It might be the offseason but the National Hockey League and commissioner Gary Bettman cannot take any time off getting ready for the upcoming season. While no official decision has been made on what will happened to the league’s 2020-21 season, we hear a lot of scenarios and how things might look on and off the ice in the coming months. Finally on Friday, Bettman addressed the latest rumours reporting that the 2020-21 campaign won’t start in early December, which was once of the first scenario the NHL put out there when it announced the Return to Play plan back in June.
It has become obvious that most teams need to safely welcome fans during their local games, in order to earn significant additional income, however, it sounds hard to make that a reality, especially with the current second wave of the coronavirus. On the air of TSN 1040 in Vancouver, Bettman admitted that the start of the 2020-21 campaign could come at a much later date than first expected.

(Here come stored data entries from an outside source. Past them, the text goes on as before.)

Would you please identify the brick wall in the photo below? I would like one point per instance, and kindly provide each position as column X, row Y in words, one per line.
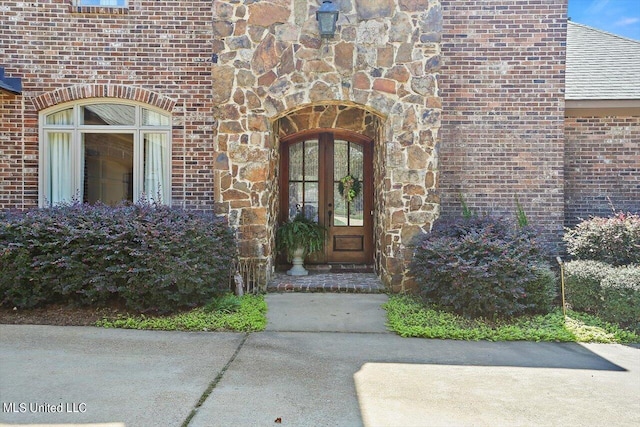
column 11, row 158
column 602, row 166
column 502, row 89
column 162, row 47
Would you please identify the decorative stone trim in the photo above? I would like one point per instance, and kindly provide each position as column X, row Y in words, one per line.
column 74, row 93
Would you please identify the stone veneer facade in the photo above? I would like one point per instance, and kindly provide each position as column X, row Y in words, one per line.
column 274, row 76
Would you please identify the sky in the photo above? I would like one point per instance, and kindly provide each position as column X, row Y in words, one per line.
column 621, row 17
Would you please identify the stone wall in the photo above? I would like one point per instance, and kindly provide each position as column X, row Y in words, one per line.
column 270, row 61
column 502, row 86
column 602, row 166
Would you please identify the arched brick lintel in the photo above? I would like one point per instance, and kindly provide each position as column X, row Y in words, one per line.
column 131, row 93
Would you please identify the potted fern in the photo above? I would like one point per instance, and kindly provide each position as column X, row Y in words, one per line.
column 299, row 237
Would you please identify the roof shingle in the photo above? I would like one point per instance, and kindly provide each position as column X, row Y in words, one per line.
column 601, row 65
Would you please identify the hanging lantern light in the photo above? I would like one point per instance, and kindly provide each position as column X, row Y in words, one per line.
column 327, row 16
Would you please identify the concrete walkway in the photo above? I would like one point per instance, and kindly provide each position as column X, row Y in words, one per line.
column 325, row 360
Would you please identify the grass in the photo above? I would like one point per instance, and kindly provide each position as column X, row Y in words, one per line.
column 247, row 314
column 409, row 318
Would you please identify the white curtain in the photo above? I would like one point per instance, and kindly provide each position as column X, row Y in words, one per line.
column 61, row 172
column 155, row 178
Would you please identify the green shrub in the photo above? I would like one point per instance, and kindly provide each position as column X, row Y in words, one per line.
column 621, row 296
column 483, row 267
column 582, row 284
column 612, row 293
column 153, row 258
column 614, row 240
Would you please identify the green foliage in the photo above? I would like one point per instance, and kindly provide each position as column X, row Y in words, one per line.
column 154, row 258
column 408, row 317
column 612, row 293
column 249, row 316
column 300, row 232
column 483, row 267
column 582, row 284
column 614, row 240
column 227, row 303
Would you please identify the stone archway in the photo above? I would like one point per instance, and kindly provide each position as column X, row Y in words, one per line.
column 334, row 117
column 274, row 74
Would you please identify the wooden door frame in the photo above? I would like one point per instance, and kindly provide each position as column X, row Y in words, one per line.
column 337, row 134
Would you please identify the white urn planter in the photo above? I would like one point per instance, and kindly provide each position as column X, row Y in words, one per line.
column 298, row 264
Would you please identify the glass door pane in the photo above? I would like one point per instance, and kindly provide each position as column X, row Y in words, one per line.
column 348, row 160
column 303, row 179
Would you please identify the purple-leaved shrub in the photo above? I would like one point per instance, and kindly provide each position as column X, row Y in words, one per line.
column 483, row 266
column 153, row 258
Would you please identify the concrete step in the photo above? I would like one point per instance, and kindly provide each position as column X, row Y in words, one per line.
column 327, row 282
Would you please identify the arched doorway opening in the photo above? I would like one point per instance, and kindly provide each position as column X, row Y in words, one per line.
column 314, row 166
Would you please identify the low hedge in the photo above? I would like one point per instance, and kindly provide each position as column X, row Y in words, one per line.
column 152, row 258
column 483, row 267
column 614, row 240
column 611, row 292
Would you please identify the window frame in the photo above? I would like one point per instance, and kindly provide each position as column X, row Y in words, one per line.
column 76, row 130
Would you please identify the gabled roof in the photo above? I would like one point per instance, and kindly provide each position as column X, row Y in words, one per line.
column 10, row 84
column 600, row 65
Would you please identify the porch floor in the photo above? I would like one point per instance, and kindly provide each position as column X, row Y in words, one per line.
column 326, row 282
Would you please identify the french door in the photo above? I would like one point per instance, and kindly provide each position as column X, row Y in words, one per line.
column 313, row 165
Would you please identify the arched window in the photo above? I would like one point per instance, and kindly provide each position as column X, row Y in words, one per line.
column 104, row 151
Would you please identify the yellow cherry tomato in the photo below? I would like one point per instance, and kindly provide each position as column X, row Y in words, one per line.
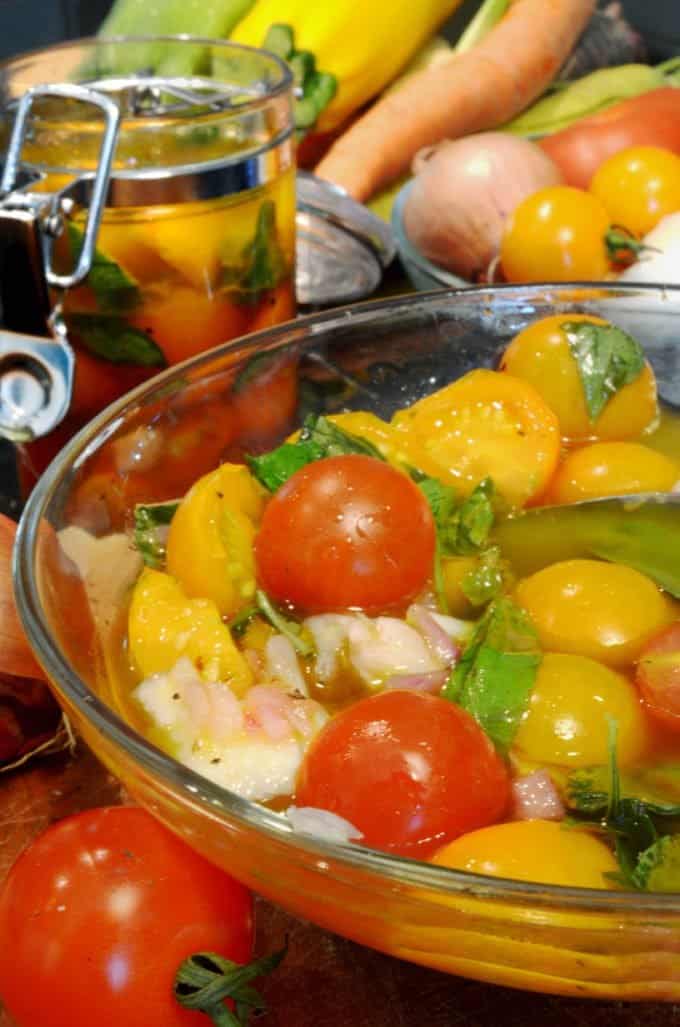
column 610, row 469
column 567, row 720
column 454, row 570
column 606, row 611
column 540, row 355
column 163, row 625
column 557, row 234
column 532, row 850
column 639, row 186
column 210, row 544
column 484, row 424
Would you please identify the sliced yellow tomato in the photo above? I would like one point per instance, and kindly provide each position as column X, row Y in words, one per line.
column 532, row 850
column 571, row 705
column 486, row 423
column 606, row 611
column 540, row 355
column 163, row 625
column 611, row 469
column 210, row 544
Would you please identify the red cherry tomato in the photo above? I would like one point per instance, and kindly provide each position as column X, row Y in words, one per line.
column 99, row 912
column 658, row 676
column 410, row 771
column 345, row 532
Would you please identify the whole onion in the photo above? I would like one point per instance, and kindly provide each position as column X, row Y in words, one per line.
column 463, row 192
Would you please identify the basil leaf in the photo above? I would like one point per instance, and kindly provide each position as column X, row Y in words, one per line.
column 114, row 289
column 657, row 788
column 334, row 441
column 487, row 580
column 607, row 357
column 293, row 632
column 112, row 339
column 657, row 868
column 318, row 439
column 151, row 522
column 272, row 469
column 494, row 678
column 266, row 265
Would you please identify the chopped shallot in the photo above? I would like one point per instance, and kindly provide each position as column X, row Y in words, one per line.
column 535, row 797
column 324, row 824
column 431, row 682
column 433, row 634
column 281, row 664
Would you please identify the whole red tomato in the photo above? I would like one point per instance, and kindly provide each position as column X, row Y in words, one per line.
column 657, row 676
column 410, row 771
column 651, row 119
column 97, row 915
column 345, row 532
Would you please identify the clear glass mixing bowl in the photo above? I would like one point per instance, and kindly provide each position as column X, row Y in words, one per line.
column 247, row 395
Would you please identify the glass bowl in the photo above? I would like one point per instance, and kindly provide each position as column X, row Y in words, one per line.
column 247, row 395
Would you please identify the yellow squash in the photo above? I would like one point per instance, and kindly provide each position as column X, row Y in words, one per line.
column 364, row 46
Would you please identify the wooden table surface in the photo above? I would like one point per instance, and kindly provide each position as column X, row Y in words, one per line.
column 325, row 980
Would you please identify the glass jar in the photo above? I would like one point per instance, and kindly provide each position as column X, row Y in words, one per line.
column 196, row 241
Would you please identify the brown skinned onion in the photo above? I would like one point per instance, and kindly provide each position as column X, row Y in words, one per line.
column 463, row 192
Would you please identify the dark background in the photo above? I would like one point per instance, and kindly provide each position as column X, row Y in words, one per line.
column 28, row 24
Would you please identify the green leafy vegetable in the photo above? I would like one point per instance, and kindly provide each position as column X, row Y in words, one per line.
column 487, row 580
column 112, row 339
column 151, row 522
column 318, row 439
column 114, row 289
column 607, row 359
column 642, row 534
column 294, row 632
column 658, row 867
column 494, row 678
column 272, row 469
column 265, row 263
column 639, row 811
column 314, row 88
column 205, row 979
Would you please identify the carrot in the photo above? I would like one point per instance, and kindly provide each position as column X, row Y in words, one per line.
column 478, row 89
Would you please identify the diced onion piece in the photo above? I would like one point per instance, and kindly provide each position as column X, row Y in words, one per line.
column 431, row 682
column 535, row 797
column 324, row 824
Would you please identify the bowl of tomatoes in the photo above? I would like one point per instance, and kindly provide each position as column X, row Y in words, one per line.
column 354, row 607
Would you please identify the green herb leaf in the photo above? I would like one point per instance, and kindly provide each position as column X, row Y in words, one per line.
column 657, row 868
column 112, row 339
column 265, row 263
column 114, row 289
column 293, row 631
column 642, row 534
column 205, row 979
column 272, row 469
column 318, row 439
column 240, row 620
column 494, row 678
column 487, row 580
column 607, row 359
column 657, row 788
column 334, row 441
column 151, row 522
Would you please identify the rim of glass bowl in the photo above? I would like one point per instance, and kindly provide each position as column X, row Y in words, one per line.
column 216, row 801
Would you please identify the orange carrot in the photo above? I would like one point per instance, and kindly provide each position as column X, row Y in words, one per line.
column 478, row 89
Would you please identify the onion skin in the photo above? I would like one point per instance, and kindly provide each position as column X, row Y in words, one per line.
column 463, row 192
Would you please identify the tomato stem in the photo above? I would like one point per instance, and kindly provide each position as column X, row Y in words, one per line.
column 204, row 980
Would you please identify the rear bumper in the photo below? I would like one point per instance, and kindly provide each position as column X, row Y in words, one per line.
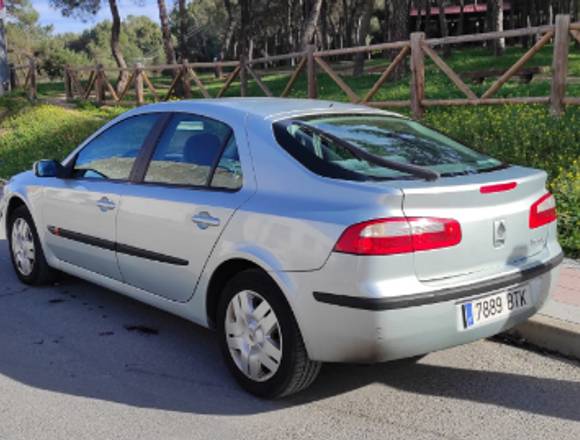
column 338, row 328
column 441, row 295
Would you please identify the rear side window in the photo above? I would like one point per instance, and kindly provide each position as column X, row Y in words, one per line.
column 196, row 151
column 393, row 138
column 111, row 154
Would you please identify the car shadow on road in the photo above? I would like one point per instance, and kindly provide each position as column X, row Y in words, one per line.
column 78, row 339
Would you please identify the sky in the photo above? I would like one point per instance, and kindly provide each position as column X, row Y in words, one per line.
column 62, row 24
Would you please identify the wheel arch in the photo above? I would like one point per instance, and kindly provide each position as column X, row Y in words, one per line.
column 14, row 203
column 224, row 273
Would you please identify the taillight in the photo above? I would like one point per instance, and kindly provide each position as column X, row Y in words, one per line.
column 499, row 187
column 543, row 211
column 399, row 235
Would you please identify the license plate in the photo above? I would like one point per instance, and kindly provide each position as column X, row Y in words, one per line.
column 491, row 307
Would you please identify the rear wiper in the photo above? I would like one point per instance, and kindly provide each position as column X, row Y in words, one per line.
column 415, row 170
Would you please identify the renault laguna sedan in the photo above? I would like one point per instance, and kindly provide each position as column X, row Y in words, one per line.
column 301, row 231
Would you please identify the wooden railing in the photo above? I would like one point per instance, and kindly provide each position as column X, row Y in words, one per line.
column 418, row 48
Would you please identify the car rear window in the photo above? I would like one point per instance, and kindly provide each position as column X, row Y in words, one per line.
column 389, row 137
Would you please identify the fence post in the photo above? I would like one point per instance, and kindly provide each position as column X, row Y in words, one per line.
column 32, row 92
column 68, row 83
column 186, row 80
column 243, row 76
column 100, row 84
column 417, row 75
column 560, row 64
column 311, row 72
column 139, row 95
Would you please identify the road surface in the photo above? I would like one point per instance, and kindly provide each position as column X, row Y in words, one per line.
column 80, row 362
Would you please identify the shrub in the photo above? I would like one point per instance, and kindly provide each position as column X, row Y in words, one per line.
column 44, row 131
column 566, row 188
column 528, row 136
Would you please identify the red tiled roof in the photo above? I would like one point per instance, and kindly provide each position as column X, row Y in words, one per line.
column 456, row 10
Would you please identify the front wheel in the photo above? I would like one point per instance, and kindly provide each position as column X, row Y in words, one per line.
column 260, row 339
column 25, row 249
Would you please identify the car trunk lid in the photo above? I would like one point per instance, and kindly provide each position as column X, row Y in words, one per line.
column 493, row 210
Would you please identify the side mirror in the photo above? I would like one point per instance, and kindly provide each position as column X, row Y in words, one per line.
column 48, row 168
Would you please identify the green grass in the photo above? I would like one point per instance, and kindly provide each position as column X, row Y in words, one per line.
column 518, row 134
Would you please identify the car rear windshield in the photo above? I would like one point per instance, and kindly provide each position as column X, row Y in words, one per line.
column 389, row 137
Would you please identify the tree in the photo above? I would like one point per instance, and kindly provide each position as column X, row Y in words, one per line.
column 361, row 35
column 309, row 29
column 496, row 17
column 399, row 26
column 443, row 26
column 166, row 33
column 116, row 46
column 182, row 14
column 82, row 8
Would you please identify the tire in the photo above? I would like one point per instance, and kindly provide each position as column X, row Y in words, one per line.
column 294, row 371
column 38, row 272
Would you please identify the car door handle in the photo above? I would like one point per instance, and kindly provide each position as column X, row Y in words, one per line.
column 204, row 220
column 106, row 205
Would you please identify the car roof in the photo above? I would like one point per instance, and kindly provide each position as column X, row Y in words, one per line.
column 264, row 108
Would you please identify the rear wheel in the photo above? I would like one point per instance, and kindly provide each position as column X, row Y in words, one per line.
column 260, row 340
column 25, row 249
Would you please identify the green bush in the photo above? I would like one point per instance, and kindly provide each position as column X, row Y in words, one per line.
column 528, row 136
column 44, row 131
column 566, row 188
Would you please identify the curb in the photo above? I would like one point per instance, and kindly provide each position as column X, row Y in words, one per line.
column 550, row 334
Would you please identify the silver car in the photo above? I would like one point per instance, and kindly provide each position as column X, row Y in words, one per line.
column 302, row 231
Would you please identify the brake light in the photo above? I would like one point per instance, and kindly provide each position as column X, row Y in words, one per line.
column 399, row 235
column 543, row 211
column 499, row 187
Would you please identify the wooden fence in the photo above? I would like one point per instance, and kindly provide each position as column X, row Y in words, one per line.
column 418, row 48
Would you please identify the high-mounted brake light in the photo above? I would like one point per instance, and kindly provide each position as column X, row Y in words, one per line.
column 399, row 235
column 499, row 187
column 543, row 211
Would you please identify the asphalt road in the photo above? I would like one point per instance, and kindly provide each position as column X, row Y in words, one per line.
column 80, row 362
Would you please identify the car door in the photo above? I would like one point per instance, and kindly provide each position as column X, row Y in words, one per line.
column 80, row 211
column 168, row 224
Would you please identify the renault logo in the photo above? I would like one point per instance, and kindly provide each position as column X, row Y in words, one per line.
column 499, row 233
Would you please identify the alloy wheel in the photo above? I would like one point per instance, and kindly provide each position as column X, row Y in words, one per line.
column 23, row 248
column 253, row 335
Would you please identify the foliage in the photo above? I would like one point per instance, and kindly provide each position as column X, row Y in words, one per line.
column 206, row 23
column 45, row 131
column 566, row 188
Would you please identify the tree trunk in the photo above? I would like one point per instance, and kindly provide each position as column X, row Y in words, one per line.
column 116, row 45
column 361, row 36
column 461, row 23
column 399, row 25
column 419, row 20
column 443, row 27
column 166, row 33
column 427, row 17
column 230, row 29
column 311, row 23
column 244, row 27
column 182, row 13
column 497, row 24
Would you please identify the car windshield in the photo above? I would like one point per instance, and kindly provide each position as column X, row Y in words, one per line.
column 389, row 137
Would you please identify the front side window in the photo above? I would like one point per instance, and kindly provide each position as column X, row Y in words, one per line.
column 196, row 151
column 111, row 154
column 392, row 138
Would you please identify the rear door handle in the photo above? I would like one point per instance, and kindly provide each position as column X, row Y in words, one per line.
column 105, row 204
column 204, row 220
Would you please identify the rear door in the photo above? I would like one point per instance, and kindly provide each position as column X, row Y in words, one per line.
column 169, row 223
column 80, row 212
column 494, row 220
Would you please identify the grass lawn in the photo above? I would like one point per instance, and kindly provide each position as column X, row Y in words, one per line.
column 524, row 135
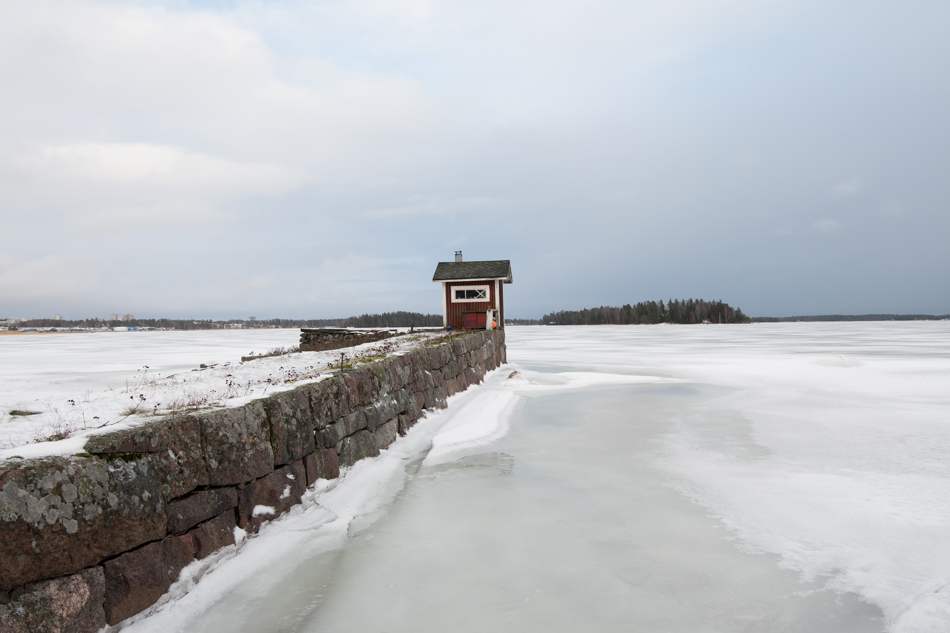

“We don’t know know whether or not we’ll have fans in the building. We don’t know about COVID in the future. We don’t even know about travel restrictions. We’re focusing on what the options are. We’d like to open Dec. 1 but that might slide to late Dec/Jan.”
The bad news didn’t stop there. We already know that the salary cap has been flattened for the upcoming season, staying put at $81.5 million with several teams struggling to get under it, but Bettman revealed that it will have to remains flattened for several years.
“Cap will be flat for at least a couple years. Because we could be down 800M-1B due to COVID, the cap theoretically may need to come down. We decided not to because it may be disruptive. When things get back to normal, hopefully we catch back up to where we we were.”
While Bettman is hopeful that the league can get it back up in the coming years, the fact that no one knows when the 2020-21 season will be underway and if fans will be allowed in the arenas, are huge hurdles.
Teams better do the tough math now and get used to it.